Robert Ganshorn Robert Ganshorn | July 17, 2008 12:03 PM

"Socialized medicine" in order to work correctly is paid for by all taxpayers in substantial dollars. The axiom of "soaking the rich" and "those greedy corporations" overlooks the fact that if you want employment at all you need corporations. You can have the strongest unions in the world, like Britain, and have no jobs for the union members. The Canadian model works well, and would work for the United States equally well, when we cease having to be a military power which cannot come soon enough.

The greatest terrorist weapon of them all is disease.
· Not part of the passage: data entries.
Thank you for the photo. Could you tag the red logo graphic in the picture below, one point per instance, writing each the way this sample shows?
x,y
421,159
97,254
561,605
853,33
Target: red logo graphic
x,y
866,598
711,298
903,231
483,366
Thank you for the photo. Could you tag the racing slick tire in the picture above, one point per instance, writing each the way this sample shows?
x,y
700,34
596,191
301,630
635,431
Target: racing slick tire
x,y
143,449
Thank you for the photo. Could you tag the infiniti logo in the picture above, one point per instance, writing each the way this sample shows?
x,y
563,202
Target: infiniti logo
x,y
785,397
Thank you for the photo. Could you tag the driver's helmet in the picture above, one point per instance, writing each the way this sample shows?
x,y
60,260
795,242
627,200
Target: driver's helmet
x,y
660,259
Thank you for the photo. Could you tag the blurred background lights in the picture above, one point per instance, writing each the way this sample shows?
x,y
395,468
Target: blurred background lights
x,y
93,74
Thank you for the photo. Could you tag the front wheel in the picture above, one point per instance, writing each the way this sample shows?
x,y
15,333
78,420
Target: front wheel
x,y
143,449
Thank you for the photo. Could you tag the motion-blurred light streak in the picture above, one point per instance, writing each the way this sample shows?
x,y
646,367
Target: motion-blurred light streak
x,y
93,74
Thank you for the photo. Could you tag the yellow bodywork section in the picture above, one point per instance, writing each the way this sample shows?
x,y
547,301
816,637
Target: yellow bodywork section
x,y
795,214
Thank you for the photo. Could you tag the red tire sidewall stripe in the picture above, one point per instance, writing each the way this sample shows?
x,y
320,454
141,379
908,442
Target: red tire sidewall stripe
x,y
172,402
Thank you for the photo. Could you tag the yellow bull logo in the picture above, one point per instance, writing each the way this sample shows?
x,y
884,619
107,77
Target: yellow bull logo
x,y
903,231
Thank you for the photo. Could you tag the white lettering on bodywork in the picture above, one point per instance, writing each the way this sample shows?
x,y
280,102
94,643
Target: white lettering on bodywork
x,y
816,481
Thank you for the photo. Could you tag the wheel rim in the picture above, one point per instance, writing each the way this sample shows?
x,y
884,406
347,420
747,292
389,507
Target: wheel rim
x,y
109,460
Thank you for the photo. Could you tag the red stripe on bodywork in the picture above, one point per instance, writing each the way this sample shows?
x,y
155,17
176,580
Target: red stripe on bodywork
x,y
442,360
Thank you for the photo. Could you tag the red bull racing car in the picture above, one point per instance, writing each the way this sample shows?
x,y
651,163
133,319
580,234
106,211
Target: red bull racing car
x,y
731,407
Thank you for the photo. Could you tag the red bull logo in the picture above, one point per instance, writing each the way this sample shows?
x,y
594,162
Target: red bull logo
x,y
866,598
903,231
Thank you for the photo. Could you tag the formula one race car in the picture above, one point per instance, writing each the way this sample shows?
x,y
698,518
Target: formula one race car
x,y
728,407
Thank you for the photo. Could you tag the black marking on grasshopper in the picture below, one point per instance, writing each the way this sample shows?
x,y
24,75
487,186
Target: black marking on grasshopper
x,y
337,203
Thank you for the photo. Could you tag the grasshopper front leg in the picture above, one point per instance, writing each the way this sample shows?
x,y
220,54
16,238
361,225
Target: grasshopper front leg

In April, the series Frontline on PBS broadcasted Sick Around The World which highlighted how health is delivered in five industrialized democracies --- the United Kingdom, Japan, Germany, Taiwan and Switzerland. Each of these countries has a form of "single payer system" although each is unique in the way the system details are designed and implemented, and thus, some work better than others --- proving once again that, as the old saying goes, "The devil is in the details."

But the show helped to convince me that universal health care is both possible and appropriate for the United States --- despite the Libertarians and despite the Republicans.

Narrated by veteran Washington Post foreign correspondent T.R. Reid, the show is available online if you have broadband Internet; click the link above, then click "Watch Online" in the menu bar at top of page.

I thought that Michael Moore's film "Sicko" did an excellent job of raising this very issue. However, he wasn't talking about the millions of Americans (like myself) so have no insurance. He was talking about the Americans who do have insurance and are still denied coverage. The system is broken. I think Hillary was the best choice to fix that. But I'm gonna stop crying of that cookie, because it's crumbled.